Selain menonton pertunjukan seni budaya Indonesia, para pengunjung juga menikmati makanan kecil khas Indonesia seperti tahu isi, risoles, kue lumpur dan wingko babat serta minuman bandrek dan teh serta barang-barang kerajinan tangan Indonesia yang merupakan sumbangan dari warga Indonesia yang berada di Hamburg dan sekitarnya. Hasil penjualan tersebut nantinya akan disumbangkan pula untuk korban gempa di Sumbar melalui yayasan Medical Emergency Rescue Committee (MER-C).
Dalam sambutan pembukaan acara tersebut, Konjen RI Hamburg, Teuku Darmawan a.l. meyampaikan terimakasih atas kerjasama yang baik sehingga acara ini dapat terlaksana.

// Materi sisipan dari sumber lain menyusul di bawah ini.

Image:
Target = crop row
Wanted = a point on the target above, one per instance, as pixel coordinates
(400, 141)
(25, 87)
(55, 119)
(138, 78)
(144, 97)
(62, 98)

Selanjutnya disampaikan terima kasih dan penghargaan kepada masyarakat Jerman yang mempunyai perhatian yang sangat besar terhadap Indonesia khususnya dalam membantu korban bencana alam di Sumatera Barat. Pada malam dana tersebut berhasil mengumpulkan dana sekitar € 3400.- (Tiga ribu empat ratus Euro.
Acara dengan komposisi kesenian dan ragam kuliner Indonesia ini dinilai warga setempat merupakan pertunjukan yang mengesankan dan telah membuat penonton puas serta terkesan atas keindahan dan keunikan seni budaya Indonesia. Ini terbukti pada akhir pertunjukan para penonton memberikan Standing Ovation yang meriah.